Puerto Rico orders storm deaths recount
The governor of Puerto Rico ordered all government agencies to reopen their books and initiate a recount and review of certified deaths that have occurred since Hurricane Maria, after weeks of reporting by various news outlets pointed to a possible severe undercount of storm fatalities.
The territorial government has attributed 64 official deaths to the storm and its aftermath, but The New York Times and the Center for Investigative Reporting in Puerto Rico have used vital statistics data to show that the number of deaths in the weeks after the storm far exceeded those of the same time period in previous years. The independent analyses put the death count at likely more than 1,000.
Gov. Ricardo Rosselló told The Washington Post last week that there was “no intent to hide the number of deaths” relative to the storm and that “accountability broke down” in the wake of Hurricane Maria.

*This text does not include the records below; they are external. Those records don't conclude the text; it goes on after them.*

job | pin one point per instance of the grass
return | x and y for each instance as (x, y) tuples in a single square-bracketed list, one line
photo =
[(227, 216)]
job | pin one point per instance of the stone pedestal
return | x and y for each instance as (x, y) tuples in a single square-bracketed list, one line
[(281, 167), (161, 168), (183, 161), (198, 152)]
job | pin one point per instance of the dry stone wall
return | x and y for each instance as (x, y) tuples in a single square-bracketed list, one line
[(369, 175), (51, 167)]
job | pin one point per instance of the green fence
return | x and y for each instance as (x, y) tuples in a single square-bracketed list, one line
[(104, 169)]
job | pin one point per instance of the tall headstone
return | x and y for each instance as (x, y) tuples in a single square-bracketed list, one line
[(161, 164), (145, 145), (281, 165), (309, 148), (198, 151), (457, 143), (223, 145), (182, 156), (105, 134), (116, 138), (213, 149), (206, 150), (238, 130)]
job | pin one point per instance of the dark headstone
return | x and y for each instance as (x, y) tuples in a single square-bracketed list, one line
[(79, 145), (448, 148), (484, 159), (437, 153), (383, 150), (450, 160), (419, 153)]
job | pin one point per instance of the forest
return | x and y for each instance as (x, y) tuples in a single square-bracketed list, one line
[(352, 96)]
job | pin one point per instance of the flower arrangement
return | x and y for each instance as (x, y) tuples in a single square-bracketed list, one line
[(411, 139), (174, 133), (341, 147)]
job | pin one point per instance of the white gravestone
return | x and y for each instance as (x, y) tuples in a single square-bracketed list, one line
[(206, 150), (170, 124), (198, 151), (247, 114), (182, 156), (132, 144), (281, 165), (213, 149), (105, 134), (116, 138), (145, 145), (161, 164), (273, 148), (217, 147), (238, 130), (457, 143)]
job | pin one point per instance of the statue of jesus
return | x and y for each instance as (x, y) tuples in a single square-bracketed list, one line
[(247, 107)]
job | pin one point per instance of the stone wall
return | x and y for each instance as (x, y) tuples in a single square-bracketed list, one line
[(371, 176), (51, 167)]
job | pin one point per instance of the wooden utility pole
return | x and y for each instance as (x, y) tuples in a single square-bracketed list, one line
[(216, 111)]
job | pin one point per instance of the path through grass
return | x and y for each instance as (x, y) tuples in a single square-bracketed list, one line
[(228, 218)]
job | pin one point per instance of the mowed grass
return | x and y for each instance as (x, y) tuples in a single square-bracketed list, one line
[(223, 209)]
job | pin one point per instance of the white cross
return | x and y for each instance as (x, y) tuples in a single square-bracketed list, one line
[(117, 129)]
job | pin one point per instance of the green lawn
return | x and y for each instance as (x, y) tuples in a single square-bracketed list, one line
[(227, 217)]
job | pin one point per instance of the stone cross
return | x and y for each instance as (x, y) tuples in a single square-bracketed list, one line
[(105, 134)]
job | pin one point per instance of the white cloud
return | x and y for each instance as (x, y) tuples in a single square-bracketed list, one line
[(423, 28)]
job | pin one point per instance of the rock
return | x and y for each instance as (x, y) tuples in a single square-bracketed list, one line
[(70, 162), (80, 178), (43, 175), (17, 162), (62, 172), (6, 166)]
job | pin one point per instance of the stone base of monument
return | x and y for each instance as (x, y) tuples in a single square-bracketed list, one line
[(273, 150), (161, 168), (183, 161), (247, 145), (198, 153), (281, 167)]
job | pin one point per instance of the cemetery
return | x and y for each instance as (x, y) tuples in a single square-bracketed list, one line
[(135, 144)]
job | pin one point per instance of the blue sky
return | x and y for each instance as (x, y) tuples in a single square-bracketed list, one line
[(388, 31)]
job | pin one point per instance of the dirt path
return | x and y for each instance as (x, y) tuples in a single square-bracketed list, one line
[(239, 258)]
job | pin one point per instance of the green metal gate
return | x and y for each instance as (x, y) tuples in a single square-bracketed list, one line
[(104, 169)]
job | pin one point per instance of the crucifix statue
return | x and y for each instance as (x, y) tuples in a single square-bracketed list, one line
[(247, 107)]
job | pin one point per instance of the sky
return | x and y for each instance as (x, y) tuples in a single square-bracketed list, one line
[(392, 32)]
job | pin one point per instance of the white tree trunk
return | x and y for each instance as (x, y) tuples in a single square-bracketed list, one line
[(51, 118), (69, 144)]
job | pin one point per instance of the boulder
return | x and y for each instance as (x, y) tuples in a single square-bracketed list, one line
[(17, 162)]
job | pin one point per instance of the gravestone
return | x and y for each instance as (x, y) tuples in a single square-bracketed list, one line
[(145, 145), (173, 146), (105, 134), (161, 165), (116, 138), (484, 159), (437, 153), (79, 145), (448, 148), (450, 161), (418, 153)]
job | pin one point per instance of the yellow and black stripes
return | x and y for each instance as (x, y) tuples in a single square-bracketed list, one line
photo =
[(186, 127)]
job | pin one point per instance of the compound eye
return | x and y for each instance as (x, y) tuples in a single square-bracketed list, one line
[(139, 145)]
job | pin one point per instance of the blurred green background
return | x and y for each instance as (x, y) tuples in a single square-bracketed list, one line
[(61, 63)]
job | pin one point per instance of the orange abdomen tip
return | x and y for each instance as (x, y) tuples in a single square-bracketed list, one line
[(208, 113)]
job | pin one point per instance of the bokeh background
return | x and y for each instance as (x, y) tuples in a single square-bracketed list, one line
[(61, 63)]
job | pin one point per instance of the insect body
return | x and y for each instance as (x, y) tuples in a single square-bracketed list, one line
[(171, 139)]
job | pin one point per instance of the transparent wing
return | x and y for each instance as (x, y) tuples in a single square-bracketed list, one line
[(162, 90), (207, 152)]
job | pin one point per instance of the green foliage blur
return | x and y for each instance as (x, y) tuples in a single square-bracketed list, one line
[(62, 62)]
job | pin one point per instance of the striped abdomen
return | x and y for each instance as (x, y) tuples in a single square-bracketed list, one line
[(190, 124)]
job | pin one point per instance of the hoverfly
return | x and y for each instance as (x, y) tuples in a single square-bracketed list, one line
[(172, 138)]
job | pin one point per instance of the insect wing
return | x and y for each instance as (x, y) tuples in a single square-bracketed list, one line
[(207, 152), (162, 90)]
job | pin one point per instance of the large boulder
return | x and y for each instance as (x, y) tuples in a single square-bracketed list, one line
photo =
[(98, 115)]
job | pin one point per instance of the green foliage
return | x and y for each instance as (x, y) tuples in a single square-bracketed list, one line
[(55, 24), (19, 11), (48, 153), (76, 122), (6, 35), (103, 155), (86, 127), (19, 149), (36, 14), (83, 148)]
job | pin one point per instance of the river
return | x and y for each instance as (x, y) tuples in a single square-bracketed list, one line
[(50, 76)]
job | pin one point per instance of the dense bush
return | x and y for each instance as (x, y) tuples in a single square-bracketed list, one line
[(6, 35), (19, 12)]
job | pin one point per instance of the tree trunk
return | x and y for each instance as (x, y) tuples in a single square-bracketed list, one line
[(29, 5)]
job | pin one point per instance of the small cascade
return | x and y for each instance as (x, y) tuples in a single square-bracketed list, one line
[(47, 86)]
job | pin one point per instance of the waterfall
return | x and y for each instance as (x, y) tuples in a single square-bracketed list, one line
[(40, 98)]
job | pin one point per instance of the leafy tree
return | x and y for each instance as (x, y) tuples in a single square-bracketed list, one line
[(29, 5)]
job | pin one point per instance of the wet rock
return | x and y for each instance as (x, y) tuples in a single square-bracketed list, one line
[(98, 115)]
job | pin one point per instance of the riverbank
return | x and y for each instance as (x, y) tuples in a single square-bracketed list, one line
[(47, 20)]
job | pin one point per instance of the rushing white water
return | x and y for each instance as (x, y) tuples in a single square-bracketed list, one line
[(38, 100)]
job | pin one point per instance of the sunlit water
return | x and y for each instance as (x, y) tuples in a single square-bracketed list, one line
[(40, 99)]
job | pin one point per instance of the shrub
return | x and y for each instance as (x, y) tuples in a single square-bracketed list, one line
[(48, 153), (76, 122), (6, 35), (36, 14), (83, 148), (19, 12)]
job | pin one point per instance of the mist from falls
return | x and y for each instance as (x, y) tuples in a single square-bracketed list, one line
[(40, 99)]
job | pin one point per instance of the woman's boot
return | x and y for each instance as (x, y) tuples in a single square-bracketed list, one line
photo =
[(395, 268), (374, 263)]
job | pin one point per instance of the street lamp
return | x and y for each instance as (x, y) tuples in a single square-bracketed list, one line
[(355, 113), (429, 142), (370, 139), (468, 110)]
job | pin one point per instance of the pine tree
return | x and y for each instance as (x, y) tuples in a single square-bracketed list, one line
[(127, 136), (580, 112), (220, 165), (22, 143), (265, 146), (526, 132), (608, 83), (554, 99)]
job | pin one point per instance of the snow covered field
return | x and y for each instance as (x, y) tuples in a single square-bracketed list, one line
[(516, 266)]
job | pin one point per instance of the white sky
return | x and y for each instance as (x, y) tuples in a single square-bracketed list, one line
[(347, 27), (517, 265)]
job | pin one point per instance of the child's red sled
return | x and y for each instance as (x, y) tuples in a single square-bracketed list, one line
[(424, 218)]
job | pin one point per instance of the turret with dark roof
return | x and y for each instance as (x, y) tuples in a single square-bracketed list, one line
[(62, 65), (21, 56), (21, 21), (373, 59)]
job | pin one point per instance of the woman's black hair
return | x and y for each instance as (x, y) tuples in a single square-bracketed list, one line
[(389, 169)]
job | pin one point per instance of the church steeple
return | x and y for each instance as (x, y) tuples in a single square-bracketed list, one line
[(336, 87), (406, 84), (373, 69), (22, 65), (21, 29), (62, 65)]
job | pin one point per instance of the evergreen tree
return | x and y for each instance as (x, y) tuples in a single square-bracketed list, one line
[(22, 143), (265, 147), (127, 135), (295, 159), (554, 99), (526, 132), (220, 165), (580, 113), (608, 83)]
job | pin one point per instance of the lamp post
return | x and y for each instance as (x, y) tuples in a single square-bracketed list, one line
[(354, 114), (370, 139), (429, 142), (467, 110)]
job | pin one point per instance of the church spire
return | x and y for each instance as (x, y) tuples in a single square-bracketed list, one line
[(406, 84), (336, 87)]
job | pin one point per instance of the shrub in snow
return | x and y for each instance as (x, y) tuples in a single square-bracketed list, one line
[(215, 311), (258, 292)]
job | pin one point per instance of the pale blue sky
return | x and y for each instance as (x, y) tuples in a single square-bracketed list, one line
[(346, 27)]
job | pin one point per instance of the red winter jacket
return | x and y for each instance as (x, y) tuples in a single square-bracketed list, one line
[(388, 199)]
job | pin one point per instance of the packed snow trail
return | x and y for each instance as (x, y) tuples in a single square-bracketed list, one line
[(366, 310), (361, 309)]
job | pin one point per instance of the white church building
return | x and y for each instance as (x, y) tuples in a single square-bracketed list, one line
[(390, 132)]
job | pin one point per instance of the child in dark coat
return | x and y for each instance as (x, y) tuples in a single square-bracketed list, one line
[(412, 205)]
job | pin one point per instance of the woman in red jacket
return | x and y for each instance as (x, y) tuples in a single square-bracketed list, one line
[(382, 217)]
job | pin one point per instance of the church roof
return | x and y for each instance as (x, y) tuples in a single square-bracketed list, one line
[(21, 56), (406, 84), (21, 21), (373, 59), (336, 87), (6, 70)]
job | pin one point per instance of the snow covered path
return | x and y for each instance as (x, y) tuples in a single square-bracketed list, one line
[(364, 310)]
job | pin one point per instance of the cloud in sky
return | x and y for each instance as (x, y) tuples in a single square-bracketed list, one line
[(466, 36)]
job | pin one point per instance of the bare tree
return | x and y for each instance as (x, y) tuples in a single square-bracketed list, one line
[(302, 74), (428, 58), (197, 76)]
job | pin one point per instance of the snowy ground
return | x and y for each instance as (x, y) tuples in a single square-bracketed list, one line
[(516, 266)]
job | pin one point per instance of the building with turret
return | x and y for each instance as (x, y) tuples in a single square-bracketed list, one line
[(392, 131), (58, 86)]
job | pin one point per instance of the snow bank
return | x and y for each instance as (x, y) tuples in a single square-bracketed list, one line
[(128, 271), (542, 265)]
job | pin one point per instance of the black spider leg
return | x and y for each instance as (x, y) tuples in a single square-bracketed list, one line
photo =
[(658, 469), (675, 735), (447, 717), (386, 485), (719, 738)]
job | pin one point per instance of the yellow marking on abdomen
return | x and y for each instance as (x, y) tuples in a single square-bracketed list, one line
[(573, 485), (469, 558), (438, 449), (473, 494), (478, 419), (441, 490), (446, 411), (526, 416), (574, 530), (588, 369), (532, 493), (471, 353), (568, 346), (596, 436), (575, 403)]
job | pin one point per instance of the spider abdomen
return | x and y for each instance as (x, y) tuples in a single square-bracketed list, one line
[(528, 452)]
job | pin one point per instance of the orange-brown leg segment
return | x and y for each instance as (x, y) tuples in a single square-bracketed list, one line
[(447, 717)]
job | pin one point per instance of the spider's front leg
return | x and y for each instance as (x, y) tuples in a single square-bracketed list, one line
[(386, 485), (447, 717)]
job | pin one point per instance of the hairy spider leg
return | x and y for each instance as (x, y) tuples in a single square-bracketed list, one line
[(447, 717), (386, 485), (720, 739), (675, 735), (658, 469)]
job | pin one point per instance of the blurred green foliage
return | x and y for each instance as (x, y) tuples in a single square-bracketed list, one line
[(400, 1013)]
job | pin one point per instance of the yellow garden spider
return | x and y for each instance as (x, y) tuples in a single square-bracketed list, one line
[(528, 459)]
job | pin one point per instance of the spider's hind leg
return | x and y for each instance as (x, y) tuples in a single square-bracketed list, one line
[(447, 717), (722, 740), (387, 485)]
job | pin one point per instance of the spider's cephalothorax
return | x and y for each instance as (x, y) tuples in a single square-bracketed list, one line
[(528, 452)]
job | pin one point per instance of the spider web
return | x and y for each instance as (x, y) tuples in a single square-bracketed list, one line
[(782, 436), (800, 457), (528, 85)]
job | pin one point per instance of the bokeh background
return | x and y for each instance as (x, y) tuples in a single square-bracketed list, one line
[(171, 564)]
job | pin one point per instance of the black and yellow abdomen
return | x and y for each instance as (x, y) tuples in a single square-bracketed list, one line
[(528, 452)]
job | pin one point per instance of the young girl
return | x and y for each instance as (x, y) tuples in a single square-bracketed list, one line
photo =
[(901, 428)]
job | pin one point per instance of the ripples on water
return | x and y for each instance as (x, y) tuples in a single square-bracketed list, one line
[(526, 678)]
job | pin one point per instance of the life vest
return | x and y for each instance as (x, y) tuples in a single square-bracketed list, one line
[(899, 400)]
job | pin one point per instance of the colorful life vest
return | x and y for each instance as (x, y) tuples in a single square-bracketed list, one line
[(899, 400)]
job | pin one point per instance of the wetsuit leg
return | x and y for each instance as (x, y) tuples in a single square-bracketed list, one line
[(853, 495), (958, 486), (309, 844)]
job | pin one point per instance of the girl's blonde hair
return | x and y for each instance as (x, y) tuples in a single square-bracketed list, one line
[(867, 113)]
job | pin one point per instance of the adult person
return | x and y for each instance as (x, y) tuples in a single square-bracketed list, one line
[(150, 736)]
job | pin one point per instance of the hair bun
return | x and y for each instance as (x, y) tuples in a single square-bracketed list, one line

But his government is committed to re-evaluating death certificates that attributed many of the casualties to natural causes.
“We always expected that the number of hurricane-related deaths would increase as we received more factual information - not hearsay and this review will ensure we are correctly counting everybody,” the governor said in a statement Monday.
The government will now reexamine medical records, interview family members and call doctors for more information to determine whether deaths identified as “natural” need to be reclassified. Rosselló cited the time it took to determine the final death toll for Hurricane Katrina to ask for patience as they conduct their review.
Puerto Rico officials have already begun investigating specific cases in the last several weeks, in some cases, after family members or news organizations came forward with stories that were inconsistent with the official account.
In one such case from Orocovis — a municipality in the central mountain range — a doctor indicated natural causes on the person’s death certificate. The body never reached the central processing hub at the Department of Forensic Sciences. There are hundreds of similar cases in which the bodies were quickly cremated.
When the government investigated further, according to Karixia Ortiz, spokeswoman for the Department of Public Safety, it found that the individual, who suffered from multiple health troubles and relied on an oxygen machine, died the day of the hurricane.
“In the early hours of the day of the hurricane, the power went out in the residence, and when the relatives went to see the person, they found him dead,” according to the Dec. 9 statement from Ortiz. The death was subsequently certified as “indirectly related to the hurricane.”